The act created to protect workers and their families so that they can get and maintain health insurance if they change or lose their jobs is called the
a. Consolidated Omnibus Budget Reconciliation Act (COBRA)
b. Health Care Finance Administration Act (HCFAA)
c. Bush Fair Health Act (BFHA)
d. Health Insurance Portability and Accountability Act (HIPPA)

d. Health Insurance Portability and Accountability Act (HIPPA)

An organization of physicians, sponsored by a state or local medical association, concerned with the development and delivery of medical services and the cost of health care is known as
a. Competitive medical plan (CMP)
b. Exclusive provider organization(EPO)
c. Foundation for medical care
d. Independent practice association (IPA)

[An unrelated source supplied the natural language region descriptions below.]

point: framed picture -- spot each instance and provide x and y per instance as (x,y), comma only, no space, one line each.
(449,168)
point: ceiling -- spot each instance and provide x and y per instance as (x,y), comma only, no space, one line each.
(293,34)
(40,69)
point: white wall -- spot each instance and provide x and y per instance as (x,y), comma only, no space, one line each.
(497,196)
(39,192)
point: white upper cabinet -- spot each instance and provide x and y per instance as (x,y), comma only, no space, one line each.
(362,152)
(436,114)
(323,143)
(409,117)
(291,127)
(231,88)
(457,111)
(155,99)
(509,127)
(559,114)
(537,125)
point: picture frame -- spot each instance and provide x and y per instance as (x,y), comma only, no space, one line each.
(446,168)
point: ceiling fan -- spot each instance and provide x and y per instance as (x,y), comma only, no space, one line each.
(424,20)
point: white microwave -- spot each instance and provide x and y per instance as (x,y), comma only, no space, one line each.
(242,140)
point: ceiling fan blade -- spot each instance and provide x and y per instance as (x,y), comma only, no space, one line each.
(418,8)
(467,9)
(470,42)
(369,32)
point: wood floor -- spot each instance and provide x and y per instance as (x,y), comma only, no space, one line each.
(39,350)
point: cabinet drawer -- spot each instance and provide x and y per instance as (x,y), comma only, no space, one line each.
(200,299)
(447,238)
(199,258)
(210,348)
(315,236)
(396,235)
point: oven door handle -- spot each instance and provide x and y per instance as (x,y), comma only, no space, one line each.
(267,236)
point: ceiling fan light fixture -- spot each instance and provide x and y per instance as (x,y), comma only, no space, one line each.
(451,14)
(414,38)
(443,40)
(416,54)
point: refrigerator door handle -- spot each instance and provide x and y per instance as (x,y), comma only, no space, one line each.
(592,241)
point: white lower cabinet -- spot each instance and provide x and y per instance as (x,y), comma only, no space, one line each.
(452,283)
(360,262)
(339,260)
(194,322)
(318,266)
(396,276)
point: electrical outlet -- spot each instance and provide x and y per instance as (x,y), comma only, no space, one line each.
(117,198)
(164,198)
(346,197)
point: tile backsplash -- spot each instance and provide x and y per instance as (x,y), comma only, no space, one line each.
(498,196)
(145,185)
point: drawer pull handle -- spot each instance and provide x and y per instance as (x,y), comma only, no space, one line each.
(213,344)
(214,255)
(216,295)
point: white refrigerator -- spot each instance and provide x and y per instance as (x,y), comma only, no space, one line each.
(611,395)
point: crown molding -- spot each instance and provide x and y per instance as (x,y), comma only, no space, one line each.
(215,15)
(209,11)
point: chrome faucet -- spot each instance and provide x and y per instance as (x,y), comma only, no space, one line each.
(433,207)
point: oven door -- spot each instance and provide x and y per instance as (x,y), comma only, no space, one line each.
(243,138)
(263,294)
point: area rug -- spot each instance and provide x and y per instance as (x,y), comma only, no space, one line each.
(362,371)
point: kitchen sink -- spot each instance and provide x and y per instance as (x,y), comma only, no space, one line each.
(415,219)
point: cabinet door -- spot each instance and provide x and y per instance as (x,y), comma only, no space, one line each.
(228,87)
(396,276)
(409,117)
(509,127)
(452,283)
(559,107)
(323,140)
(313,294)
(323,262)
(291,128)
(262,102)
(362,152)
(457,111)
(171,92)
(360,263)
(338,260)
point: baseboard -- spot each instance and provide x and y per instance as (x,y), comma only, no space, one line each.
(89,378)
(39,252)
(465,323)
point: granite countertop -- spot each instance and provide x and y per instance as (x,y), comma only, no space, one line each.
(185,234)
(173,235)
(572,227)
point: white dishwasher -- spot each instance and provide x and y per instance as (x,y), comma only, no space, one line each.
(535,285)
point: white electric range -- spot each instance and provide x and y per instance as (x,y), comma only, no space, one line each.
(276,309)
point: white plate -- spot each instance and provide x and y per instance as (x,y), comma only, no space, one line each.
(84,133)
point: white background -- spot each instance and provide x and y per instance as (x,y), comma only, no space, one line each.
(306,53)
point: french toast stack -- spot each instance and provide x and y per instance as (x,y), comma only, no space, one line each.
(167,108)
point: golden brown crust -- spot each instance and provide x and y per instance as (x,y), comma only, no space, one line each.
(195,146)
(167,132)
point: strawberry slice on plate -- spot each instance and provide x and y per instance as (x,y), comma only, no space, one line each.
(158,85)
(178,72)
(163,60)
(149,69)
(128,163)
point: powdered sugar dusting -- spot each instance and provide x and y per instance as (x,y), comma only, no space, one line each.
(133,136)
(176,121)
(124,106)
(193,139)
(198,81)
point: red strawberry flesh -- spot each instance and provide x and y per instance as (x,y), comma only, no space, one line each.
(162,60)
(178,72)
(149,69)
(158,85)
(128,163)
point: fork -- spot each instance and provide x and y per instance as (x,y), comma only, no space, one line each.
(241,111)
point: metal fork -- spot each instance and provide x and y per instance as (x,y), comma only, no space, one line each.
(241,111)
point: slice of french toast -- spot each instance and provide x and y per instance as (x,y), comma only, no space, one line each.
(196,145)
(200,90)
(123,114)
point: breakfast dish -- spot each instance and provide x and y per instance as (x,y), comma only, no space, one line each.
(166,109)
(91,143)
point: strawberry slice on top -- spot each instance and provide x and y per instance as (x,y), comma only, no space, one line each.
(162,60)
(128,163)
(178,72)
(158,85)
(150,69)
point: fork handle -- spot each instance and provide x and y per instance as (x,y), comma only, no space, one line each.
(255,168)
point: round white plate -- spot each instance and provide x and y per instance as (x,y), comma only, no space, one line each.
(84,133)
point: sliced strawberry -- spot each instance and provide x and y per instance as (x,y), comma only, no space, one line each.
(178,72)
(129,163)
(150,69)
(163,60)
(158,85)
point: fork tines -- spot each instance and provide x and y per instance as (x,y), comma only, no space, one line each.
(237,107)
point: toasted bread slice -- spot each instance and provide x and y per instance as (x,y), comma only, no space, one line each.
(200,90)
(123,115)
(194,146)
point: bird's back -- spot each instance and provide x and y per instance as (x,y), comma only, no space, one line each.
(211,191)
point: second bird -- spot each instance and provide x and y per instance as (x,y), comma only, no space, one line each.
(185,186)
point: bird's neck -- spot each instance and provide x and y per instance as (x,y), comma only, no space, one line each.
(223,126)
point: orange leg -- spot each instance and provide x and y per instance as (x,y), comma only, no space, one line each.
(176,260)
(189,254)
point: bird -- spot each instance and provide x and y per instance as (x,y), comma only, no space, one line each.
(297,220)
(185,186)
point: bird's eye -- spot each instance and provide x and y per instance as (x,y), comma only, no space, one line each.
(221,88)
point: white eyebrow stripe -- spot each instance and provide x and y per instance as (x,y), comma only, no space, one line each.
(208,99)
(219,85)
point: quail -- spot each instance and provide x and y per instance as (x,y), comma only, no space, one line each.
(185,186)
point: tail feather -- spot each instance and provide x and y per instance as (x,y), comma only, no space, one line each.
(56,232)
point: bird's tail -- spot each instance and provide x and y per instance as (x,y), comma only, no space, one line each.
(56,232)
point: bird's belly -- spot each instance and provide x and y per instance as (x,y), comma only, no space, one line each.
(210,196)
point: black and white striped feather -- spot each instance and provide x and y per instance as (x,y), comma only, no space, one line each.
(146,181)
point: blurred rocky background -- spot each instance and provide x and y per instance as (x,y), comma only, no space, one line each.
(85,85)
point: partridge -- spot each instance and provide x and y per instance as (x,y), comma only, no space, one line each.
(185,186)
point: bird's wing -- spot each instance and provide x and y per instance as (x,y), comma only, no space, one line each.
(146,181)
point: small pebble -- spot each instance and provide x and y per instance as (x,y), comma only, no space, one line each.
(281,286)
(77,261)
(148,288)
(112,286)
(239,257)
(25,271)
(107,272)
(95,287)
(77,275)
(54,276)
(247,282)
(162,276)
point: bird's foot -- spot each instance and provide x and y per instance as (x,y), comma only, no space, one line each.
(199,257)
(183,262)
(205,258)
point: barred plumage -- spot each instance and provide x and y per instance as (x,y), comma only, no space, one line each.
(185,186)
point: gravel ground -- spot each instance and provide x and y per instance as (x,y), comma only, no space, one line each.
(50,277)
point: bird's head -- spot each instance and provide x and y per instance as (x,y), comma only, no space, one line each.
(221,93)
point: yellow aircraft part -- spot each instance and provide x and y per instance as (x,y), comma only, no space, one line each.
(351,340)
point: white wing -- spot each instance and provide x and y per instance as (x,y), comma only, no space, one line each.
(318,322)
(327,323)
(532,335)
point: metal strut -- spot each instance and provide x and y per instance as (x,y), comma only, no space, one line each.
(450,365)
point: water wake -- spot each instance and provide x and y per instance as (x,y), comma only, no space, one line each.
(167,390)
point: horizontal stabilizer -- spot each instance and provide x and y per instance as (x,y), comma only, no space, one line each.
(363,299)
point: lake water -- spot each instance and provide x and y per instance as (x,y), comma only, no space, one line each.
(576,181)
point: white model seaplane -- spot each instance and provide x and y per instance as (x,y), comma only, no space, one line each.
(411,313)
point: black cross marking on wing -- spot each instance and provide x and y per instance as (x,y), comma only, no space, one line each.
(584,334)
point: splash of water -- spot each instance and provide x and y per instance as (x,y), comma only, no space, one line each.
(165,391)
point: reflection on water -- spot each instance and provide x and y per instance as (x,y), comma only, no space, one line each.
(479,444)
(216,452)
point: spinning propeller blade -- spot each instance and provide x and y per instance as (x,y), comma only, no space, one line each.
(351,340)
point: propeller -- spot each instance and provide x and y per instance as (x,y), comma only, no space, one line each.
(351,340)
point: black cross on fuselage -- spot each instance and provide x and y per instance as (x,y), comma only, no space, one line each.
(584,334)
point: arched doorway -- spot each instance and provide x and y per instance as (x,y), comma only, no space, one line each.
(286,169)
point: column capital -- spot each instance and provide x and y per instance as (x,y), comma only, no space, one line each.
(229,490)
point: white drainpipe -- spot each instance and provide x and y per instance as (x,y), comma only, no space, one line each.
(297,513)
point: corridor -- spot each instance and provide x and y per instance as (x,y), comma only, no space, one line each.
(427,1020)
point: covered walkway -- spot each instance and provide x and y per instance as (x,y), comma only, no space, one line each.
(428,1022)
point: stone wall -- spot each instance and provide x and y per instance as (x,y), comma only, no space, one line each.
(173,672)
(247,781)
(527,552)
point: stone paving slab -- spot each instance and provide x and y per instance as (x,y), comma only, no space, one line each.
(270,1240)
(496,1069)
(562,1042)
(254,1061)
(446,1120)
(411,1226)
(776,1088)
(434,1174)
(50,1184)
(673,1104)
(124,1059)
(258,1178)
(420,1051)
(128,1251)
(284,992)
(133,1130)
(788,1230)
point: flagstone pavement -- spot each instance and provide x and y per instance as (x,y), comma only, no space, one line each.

c. Foundation for medical care

A type of managed care organization created by the 1982 Tax Equity and Fiscal Responsibility Act (TEFRA) that allows for enrollment of Medicare beneficiaries in to managed care plan is a/an
a. Preferred provider organization (PP)
b. Competitive medical plan (CMP)
c. independent practice association (IPA)
d. point-of-service plan (POS)

b. Competitive medical plan (CMP)

A state and federal program for children who are younger then 21 years of age and have special health care needs is
a. Medicaid
b. Children's Protective Services
c. Medi-Med-
d. Maternal and Child Health Programs (MCHP)

d. Maternal and Child Health Programs (MCHP)

A patient intake sheet is also called a
A. Patient form
B. Patient report
C. Patient registration form
D. Medical record

C. Patient registration form

The first document obtained in the initial patient visit is a/an
a. Encounter form
b. Patient chart
c. Patient information form
d. Patient ledger

c. Patient information form

Assignment of benefits is
a. Used only by nonparticipating physicians
b. Never used by participation physicians
c. The transfer of physician's right to collect an amount payable to the patient
d. The transfer of one's legal right to collect an amount payable under an insurance contract.

d. The transfer of one's legal right to collect an amount payable under an insurance contract.